Perempuan itu menatap wajah Janter tak berkedip. Dan tiba-tiba Tiur terloncat ke pelukan suaminya, membenamkan wajahnya di dada Janter yang bidang.” Oh, maafkan aku abang sayang, aku telah salah menilai kumismu…sebenarnya abang lebih ganteng dan lebih jantan kalau berkumis…aku menyesal telah menyuruh abang mencukurnya, aku hanya mau lihat perbandingan, mana yang lebih cocok buat abangku tersayang, berkumis atau tanpa kumis. Ternyata tanpa kumis itu wajah abang jadi lucu, lucu kali, sepertinya abang bukan lagi Janter yang semalam di tempat tidur ini…”
Janter tersenyum geleng kepala.” Jadi dik Tiur menyuruhku mencukur kumis ini untuk membuat perbandingan? Dulu Tiur bilang tak suka lihat aku berkumis seperti aktor zaman dulu Clark Gable yang begitu ganteng dan jantan dengan kumisnya. Jadi Tiur sekarang lebih suka kalau abang seperti Clark Gable yang kamu lihat di Wikipedia?"

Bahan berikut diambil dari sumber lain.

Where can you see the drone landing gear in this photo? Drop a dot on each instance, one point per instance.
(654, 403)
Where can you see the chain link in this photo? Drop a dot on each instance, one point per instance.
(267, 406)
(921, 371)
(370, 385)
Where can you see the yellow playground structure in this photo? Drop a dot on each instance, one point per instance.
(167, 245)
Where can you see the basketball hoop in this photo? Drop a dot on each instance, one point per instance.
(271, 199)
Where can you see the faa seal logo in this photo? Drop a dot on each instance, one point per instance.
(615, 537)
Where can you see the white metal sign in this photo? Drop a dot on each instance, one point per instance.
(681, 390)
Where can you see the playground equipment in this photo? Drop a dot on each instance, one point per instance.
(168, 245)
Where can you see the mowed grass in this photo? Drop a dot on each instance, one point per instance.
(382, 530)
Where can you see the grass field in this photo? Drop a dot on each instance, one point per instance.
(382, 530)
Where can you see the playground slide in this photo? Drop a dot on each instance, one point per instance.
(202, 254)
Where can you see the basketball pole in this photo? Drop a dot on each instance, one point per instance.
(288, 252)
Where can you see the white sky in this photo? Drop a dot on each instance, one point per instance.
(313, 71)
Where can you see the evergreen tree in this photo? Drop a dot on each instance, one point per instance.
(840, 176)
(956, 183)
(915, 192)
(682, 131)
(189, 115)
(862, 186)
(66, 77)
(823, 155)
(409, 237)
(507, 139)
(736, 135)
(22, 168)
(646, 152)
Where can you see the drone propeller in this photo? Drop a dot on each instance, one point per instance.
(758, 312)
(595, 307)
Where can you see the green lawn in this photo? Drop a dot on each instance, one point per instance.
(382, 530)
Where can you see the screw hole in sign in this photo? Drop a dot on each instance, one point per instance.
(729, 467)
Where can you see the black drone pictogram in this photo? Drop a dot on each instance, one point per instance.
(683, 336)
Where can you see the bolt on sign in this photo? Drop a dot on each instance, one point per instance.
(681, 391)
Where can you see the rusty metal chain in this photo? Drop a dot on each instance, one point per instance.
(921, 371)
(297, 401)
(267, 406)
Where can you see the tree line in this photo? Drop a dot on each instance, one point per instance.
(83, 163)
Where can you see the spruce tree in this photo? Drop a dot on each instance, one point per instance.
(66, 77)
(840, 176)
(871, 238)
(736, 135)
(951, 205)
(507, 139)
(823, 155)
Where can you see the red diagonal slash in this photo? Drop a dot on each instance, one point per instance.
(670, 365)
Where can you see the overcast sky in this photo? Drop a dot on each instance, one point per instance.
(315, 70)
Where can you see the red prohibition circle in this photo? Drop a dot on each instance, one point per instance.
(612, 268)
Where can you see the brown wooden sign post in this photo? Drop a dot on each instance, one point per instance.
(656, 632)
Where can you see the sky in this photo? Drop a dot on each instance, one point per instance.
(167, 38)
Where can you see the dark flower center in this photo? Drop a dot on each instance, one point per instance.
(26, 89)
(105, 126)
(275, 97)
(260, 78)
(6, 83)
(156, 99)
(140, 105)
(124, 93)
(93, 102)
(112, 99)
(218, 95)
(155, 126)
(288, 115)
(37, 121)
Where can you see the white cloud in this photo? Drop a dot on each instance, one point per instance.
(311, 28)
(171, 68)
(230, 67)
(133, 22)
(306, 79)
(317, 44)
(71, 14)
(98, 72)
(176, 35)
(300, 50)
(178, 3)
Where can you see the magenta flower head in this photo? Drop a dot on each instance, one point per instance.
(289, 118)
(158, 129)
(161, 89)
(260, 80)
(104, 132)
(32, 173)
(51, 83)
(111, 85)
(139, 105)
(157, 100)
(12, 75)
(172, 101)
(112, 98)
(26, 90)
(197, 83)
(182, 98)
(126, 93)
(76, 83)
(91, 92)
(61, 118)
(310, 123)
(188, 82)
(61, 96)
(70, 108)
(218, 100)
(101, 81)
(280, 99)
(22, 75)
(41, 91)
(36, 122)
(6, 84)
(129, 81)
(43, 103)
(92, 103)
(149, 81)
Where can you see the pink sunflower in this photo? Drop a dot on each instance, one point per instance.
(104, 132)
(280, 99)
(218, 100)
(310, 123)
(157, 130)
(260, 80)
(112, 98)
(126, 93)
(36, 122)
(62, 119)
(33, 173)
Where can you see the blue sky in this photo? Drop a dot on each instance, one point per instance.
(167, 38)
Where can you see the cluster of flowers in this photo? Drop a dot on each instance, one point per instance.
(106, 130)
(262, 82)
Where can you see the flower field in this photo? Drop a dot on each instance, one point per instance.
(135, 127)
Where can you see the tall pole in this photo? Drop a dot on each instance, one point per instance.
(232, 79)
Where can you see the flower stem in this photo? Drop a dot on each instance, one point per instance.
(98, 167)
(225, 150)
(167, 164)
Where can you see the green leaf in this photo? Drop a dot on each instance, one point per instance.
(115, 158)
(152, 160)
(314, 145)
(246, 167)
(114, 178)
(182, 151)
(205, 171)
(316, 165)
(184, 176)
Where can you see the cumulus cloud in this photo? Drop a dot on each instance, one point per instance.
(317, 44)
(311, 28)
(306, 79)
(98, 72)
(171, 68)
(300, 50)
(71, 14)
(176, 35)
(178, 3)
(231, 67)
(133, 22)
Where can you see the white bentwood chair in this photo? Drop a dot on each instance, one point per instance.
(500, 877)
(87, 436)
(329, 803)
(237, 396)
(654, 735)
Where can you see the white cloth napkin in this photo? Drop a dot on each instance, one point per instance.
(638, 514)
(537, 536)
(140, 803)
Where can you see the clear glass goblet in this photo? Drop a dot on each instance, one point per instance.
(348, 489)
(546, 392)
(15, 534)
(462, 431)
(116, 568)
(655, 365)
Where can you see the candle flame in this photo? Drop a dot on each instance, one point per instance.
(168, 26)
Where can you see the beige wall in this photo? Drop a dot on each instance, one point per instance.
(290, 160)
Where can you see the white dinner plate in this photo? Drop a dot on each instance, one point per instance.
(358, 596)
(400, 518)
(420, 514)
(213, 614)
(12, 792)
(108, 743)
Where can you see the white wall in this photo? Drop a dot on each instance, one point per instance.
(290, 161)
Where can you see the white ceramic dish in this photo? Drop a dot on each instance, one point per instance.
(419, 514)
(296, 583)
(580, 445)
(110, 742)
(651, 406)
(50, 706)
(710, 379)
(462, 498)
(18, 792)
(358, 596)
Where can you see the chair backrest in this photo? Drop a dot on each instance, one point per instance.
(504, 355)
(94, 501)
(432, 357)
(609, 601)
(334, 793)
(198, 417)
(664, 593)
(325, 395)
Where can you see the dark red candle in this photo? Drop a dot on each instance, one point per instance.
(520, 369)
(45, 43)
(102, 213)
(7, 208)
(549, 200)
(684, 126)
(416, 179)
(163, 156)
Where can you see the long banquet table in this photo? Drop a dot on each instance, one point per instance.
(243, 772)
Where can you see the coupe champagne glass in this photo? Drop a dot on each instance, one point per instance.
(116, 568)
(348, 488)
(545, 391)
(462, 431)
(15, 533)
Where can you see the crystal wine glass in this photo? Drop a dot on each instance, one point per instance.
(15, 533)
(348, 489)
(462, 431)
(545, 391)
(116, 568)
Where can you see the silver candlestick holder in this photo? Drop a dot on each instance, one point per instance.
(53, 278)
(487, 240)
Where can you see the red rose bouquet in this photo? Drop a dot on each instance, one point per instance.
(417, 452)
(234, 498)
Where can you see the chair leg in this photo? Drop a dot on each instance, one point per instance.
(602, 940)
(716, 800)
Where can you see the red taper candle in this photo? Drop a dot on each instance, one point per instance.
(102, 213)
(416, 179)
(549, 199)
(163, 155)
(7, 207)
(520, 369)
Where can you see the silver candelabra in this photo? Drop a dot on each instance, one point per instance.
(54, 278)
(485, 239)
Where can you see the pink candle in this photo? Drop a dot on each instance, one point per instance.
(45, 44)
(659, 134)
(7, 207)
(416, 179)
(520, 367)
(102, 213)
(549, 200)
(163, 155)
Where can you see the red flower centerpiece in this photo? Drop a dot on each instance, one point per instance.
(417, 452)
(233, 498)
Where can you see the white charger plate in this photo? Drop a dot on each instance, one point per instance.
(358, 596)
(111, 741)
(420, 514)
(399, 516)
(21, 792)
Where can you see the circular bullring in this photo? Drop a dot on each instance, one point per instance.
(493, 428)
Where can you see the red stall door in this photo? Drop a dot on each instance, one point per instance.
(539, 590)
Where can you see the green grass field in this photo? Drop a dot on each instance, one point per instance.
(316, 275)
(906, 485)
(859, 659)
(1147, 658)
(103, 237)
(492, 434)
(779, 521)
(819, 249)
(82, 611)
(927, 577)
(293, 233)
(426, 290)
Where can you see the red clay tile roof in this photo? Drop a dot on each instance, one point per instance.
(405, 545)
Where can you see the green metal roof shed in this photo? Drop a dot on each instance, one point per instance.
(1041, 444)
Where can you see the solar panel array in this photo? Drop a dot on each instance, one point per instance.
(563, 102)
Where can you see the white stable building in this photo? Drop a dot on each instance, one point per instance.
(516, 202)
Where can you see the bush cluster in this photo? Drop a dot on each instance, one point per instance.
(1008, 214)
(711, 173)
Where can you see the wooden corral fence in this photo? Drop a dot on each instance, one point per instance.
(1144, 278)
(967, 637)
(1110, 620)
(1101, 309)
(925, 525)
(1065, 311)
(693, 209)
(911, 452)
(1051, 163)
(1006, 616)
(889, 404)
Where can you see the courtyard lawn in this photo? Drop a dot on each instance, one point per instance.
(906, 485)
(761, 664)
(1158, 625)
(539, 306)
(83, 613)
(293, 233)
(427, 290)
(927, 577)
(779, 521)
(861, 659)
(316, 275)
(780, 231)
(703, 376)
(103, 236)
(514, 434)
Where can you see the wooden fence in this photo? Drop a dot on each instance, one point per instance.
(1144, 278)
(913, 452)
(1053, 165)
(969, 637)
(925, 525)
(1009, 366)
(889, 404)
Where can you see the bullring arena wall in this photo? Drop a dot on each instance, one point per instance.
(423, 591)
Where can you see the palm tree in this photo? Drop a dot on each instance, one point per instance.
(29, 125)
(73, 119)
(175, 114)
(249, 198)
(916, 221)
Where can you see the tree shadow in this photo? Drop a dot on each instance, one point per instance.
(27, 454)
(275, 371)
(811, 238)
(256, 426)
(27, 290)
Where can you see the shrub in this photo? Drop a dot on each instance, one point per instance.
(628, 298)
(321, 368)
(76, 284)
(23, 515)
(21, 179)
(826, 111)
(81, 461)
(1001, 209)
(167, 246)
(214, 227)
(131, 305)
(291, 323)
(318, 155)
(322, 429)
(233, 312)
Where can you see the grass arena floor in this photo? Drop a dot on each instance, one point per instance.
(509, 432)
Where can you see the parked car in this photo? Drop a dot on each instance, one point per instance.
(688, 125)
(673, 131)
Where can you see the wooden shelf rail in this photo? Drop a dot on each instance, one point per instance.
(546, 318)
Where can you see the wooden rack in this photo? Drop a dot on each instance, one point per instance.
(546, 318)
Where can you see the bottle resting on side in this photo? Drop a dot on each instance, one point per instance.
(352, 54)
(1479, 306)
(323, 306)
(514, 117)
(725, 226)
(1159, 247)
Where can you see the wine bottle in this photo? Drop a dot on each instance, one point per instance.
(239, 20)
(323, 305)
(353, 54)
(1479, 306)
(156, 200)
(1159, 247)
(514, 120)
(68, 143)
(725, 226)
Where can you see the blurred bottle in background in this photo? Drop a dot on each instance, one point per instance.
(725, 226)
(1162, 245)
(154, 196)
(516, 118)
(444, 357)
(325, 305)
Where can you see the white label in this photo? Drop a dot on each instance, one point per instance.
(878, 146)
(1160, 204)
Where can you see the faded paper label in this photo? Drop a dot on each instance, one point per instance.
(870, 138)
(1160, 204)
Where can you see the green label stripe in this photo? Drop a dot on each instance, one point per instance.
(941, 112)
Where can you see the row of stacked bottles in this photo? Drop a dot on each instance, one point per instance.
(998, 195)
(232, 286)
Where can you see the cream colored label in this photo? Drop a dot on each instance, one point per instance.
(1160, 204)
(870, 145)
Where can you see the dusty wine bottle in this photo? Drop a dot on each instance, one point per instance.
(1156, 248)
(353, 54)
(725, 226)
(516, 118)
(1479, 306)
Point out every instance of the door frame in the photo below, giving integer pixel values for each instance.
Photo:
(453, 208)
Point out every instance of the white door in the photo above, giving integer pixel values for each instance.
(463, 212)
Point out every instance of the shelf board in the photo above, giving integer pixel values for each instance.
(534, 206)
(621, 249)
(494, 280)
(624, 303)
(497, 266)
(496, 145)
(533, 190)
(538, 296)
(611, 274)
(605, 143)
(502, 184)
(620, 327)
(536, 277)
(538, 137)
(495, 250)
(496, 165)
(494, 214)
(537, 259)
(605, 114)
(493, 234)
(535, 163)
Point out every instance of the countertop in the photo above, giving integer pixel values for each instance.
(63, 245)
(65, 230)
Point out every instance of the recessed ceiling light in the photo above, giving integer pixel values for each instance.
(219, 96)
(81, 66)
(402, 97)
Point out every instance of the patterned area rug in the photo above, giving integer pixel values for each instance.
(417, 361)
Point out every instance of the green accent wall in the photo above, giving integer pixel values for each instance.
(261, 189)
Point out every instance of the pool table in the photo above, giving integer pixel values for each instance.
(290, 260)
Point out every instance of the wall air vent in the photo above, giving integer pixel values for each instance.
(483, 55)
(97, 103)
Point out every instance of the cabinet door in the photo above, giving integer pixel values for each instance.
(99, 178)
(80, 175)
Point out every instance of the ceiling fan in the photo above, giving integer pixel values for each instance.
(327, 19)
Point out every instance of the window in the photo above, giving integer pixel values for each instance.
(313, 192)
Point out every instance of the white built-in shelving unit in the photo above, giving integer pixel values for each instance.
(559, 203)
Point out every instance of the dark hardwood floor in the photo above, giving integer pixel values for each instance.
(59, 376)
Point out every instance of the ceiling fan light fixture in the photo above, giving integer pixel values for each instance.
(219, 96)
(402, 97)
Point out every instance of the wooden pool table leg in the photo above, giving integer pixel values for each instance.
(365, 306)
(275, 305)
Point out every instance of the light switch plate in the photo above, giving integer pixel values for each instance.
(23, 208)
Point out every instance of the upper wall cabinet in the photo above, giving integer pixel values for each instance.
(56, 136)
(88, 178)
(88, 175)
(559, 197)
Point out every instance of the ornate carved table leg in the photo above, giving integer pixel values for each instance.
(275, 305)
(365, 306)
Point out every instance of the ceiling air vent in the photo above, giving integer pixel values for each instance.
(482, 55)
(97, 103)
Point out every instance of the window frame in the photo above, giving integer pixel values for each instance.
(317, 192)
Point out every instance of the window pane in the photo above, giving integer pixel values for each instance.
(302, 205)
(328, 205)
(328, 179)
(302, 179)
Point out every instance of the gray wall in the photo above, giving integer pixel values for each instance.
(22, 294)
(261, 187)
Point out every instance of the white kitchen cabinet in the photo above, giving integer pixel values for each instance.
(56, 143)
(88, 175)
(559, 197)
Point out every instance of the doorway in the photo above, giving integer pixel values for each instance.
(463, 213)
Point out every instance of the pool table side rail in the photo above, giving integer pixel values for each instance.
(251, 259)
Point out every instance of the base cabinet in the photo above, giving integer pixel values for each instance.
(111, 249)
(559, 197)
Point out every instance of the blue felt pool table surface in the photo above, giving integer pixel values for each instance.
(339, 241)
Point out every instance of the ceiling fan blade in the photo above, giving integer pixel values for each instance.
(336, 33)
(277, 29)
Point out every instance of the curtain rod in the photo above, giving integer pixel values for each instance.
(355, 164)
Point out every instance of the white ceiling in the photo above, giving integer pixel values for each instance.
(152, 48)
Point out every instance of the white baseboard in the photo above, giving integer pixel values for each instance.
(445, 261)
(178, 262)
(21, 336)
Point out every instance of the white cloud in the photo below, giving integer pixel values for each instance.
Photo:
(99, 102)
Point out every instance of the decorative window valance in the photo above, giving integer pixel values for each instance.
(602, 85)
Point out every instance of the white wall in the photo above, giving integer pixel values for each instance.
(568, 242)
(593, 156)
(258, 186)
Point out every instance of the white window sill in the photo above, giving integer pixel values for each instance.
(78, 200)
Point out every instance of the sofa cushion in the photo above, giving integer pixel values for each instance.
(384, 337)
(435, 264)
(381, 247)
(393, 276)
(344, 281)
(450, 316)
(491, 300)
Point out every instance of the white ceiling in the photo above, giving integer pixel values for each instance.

Tiur menganggukkan kepala, seraya jari tangannya mengusap lembut kulit kelimis di bawah hidung Janter. “Jangan bang, jangan dicukur lagi, biarlah abangku seperti Clark Gable itu, aku lebih suka abang cium pakai kumis, biar ada yang menggelitik membuatku merasa geli dan…terangsang!” Tiur merebahkan kepala di dada suaminya.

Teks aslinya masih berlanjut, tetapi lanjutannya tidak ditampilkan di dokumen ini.